Why? I think it should be actively involved in dampening the business cycle, to create more continuous economic functions, and thus more
correctly correlate good ideas and profit, and bad ideas with loss, as well as muting the social strife associated with preventable market disturbances.
It's degrees though, hence my statement about being "so directly involved" (as it is in the military for example). Passing legislation to prevent market failures is one thing. Adjusting lending rates and monetary supply is as well (hence why I don't get all flustered about the Fed). The danger is when the government goes beyond the broad strokes of macro economics and starts directly meddling in individual industries. When it decides that it knows what a "good idea" is and decides to artificially manipulate the market to make those good ideas pay off, while those it dislikes it calls "bad ideas" and makes them less profitable.
This is why conservatives have so much trouble with the whole "Green energy/jobs" deal. If those jobs are good jobs, they should be good whether the government intervenes or not. The deal with Solyndra is a classic example, but it just the most obvious case. In all cases, we're losing money because somewhat by definition, if those companies were the best investments for our market to put capital into, it would. The very fact that the government has to step in and shuffle money around means that those *aren't* good investments.
They may be good for other reasons having nothing to do with economics, but that's a different argument. I've always said that if you can convince people that the cost of subsidizing green energy jobs is worth paying for the cleaner environment you get then that's all great.

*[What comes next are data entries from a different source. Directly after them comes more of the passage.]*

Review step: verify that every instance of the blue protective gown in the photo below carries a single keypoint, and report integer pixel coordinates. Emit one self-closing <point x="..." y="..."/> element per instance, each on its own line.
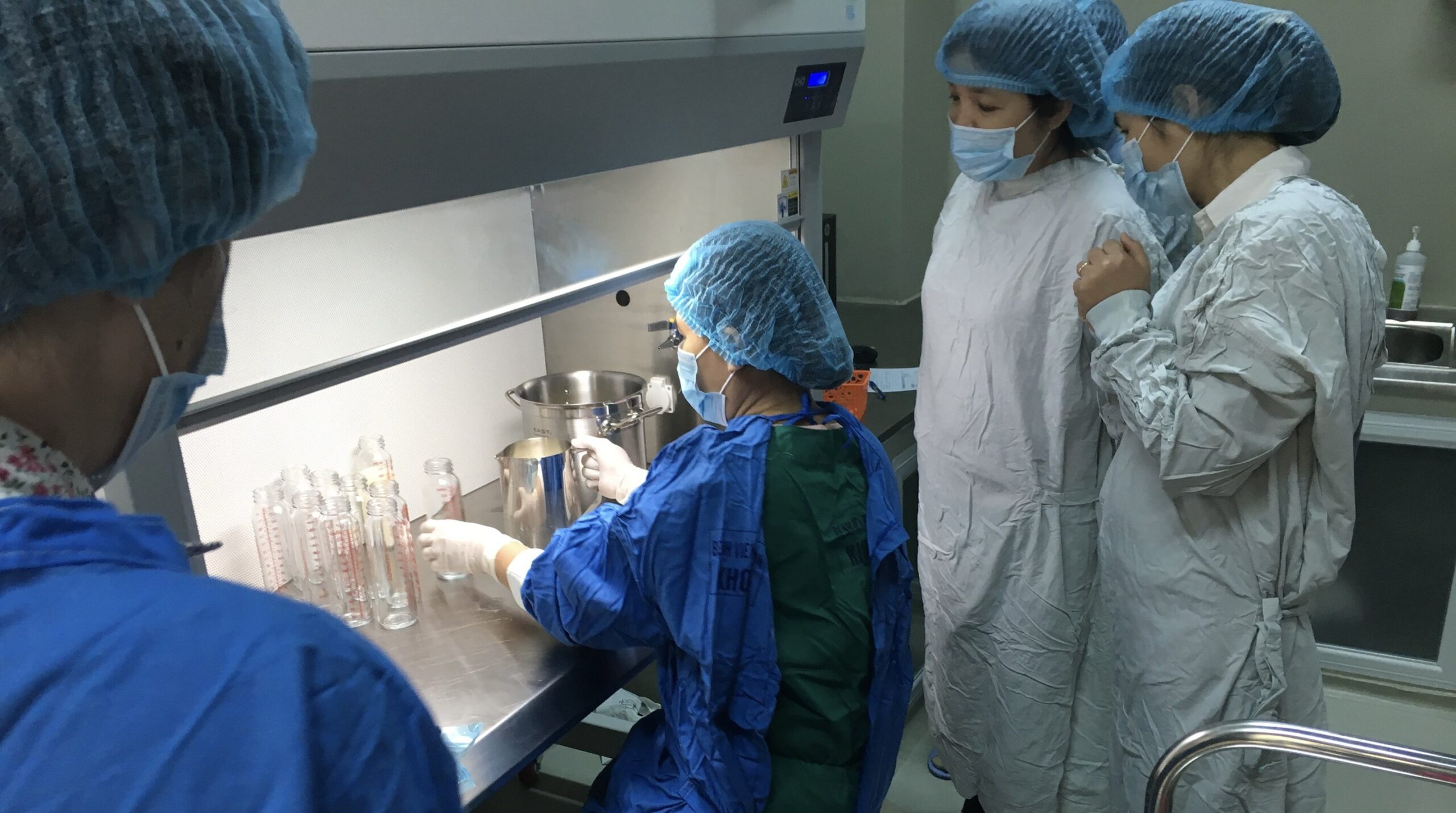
<point x="131" y="686"/>
<point x="682" y="567"/>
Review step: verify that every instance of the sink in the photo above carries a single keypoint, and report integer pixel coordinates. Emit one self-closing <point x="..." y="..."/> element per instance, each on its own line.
<point x="1418" y="342"/>
<point x="1423" y="360"/>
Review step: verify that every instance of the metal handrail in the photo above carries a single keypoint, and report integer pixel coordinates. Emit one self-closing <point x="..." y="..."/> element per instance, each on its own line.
<point x="306" y="381"/>
<point x="1292" y="739"/>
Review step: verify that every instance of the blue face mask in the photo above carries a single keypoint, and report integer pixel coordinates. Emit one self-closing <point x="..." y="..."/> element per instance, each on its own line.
<point x="991" y="155"/>
<point x="1114" y="146"/>
<point x="168" y="395"/>
<point x="713" y="406"/>
<point x="1163" y="192"/>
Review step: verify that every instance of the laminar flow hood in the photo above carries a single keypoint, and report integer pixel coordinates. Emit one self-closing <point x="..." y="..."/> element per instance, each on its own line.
<point x="441" y="99"/>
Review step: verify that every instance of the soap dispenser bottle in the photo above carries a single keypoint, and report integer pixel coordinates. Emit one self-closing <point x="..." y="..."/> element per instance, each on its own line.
<point x="1405" y="288"/>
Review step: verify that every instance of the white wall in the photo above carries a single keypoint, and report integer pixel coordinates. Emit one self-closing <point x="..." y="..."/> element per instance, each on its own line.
<point x="886" y="169"/>
<point x="306" y="297"/>
<point x="1389" y="715"/>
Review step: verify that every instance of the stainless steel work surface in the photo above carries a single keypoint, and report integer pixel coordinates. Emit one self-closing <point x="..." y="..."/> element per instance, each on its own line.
<point x="475" y="657"/>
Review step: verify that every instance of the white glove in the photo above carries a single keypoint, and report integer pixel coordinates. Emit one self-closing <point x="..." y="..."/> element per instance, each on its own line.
<point x="609" y="469"/>
<point x="461" y="547"/>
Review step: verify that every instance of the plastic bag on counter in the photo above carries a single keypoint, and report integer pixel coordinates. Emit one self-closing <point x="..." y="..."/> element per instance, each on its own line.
<point x="459" y="739"/>
<point x="627" y="706"/>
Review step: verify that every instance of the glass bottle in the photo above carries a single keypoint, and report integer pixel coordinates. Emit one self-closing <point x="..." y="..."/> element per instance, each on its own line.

But when you try to sell those sorts of things on the ground of it being a "good investment", or somehow helping our economy or creating more jobs, you're lying.
And that's what we mean by keeping government out of business. It's not about broadly defined and applied regulations to all business, but the process of (at the risk of repeating a phrase of rhetoric) "picking winners and losers" in the market. Government is *not* supposed to do that. It's not government's job to decide that Solyndra's product is the best way to produce solar power, or that GE's wind turbines should be more profitable than they would otherwise be. The free market does one thing incredibly well: It determines the relative values of things. It sucks at keeping the environment clean. It sucks at ensuring our borders are secure. It sucks at ensuring that no one is discriminated against.
But it is by far the best way to determine what things are the best relative investment. We should be using that instead of trying to fight against it. We should hail those who succeed in the market and attempt to emulate them, rather than castigate them and attempt to punish them for their success. I just see the sorts of protests going on with the Occupy folks as a grand example of exactly the wrong thing to do for the wrong reasons and at the wrong time. We need to embrace success, not punish it.